Er erinnert sich, wie Felicia nur in Unterwäsche in der Auffahrt stand. Sie hatte sich das rechte Knie aufgeschlagen, ihre Augen waren rotverheult und feucht, und an ihrem Hals sah man immer noch die Spuren von Kakaopulver. Reidar zitterte vor Wut. Er ging ins Haus, holte Bluse, Rock und Jacke und warf die Kleidungsstücke vor ihr auf die Erde.

»Was habe ich getan?«, fragte sie weinend.

»Du bist eine Schande für die ganze Familie«, sagte er.

»Aber ich …«

»Entschuldige dich, hörst du, du entschuldigst dich jetzt.«

»Entschuldige«, heulte sie. »Entschuldige bitte.«

Sie sah ihn an. Tränen liefen ihr übers Gesicht und tropften von ihrem Kinn.

»Nur wenn du dich änderst«, entgegnete er.

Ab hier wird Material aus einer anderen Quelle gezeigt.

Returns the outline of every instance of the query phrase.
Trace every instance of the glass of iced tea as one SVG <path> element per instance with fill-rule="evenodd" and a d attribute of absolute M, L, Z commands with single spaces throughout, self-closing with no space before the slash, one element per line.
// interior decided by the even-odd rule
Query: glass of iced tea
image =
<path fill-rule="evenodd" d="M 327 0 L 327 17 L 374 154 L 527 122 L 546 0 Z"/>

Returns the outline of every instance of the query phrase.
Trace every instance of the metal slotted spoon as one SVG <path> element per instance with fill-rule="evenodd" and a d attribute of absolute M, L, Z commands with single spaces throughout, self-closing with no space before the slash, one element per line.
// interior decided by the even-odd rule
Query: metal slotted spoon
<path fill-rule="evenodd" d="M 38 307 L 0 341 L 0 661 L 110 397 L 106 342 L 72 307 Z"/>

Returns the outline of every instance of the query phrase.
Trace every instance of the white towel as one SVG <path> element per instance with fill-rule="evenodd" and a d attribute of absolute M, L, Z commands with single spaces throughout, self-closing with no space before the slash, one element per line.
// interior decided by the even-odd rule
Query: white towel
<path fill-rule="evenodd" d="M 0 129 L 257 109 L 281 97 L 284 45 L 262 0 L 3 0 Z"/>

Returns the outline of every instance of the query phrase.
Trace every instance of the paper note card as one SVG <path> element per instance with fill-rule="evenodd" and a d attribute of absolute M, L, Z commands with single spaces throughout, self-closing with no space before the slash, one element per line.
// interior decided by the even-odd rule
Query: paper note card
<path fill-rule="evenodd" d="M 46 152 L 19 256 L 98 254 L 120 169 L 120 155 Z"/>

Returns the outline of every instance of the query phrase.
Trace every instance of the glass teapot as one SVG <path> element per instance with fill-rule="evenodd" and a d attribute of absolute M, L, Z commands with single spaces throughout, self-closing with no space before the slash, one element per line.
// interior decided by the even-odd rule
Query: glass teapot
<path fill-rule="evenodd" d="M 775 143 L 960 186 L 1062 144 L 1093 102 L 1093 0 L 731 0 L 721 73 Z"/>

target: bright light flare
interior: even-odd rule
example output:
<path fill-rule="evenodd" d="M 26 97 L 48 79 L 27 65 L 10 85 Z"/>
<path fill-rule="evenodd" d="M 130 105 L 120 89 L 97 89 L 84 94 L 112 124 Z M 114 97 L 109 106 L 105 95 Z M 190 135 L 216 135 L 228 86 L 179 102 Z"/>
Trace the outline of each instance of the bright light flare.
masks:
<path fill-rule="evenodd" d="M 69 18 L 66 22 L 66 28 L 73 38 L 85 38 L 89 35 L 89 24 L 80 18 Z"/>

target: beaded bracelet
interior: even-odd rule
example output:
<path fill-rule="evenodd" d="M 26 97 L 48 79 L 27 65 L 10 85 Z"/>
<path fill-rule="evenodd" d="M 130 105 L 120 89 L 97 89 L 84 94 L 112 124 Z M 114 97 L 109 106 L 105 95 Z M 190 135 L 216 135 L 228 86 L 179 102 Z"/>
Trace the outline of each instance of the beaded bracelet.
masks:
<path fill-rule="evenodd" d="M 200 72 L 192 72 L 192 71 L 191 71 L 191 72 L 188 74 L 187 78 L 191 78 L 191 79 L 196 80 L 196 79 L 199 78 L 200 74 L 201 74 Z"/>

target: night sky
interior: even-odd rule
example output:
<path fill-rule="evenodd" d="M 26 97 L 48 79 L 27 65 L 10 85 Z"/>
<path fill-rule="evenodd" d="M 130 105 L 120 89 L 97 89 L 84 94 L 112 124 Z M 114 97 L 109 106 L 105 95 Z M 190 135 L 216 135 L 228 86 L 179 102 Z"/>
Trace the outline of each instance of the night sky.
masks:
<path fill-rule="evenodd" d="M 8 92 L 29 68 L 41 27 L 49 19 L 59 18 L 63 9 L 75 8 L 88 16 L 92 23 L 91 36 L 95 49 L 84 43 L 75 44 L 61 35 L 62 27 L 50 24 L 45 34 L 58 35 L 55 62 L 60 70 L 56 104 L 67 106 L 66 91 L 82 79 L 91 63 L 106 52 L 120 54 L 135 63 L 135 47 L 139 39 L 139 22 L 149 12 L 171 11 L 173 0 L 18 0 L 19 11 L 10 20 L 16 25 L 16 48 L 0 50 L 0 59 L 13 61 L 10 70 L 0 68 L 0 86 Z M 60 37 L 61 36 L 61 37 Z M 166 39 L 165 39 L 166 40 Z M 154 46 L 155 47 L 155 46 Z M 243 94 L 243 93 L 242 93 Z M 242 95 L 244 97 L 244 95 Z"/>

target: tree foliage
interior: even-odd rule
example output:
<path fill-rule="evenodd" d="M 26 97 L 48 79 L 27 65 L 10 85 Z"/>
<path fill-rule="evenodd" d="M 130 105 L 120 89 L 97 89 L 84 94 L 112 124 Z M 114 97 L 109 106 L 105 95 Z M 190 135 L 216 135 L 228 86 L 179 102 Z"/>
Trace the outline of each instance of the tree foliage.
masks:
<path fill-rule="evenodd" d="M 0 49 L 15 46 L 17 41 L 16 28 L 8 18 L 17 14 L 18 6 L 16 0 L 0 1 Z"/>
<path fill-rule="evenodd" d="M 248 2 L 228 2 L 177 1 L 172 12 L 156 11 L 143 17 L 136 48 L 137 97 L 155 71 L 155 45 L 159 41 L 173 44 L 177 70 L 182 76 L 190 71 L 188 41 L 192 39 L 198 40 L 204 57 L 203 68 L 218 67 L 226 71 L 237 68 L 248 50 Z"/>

Während ihre Schultern von Schluchzern geschüttelt wurden, zog sie sich an, und er sah, wie sie sich die Tränen von den Wangen wischte und sich auf ihr Fahrrad setzte, die Bluse hatte sie nur halb in den Rock gestopft, und die Steppjacke war offen. Er blieb stehen, während sein Zorn allmählich verrauchte, und er hörte, wie seine kleine Tochter weinend zur Schule fuhr.

Er schrieb den ganzen Tag und war mit dem Ergebnis seiner Arbeit sehr zufrieden. Er hatte sich nicht angezogen, sondern im Bademantel am Computer gesessen, hatte sich nicht die Zähne geputzt oder rasiert, hatte weder das Bett gemacht noch den Frühstückstisch abgeräumt. Er überlegte sich, dass er Felicia davon erzählen und ihr gestehen würde, dass er genauso war wie sie, aber er bekam nie die Gelegenheit dazu, es zu tun.

Er musste zu einem Abendessen mit Vertretern seines deutschen Verlags, und als er spätabends nach Hause kam, waren die Kinder schon im Bett. Erst am nächsten Morgen entdeckten sie die leeren Betten. Nichts in seinem ganzen Leben hat er so bereut wie die ungerechte Behandlung von Felicia an jenem Tag.

Er findet es unerträglich, dass sie einsam und allein in diesem schrecklichen Raum sitzt und glaubt, sie wäre ihm egal und er würde nur nach Mikael suchen.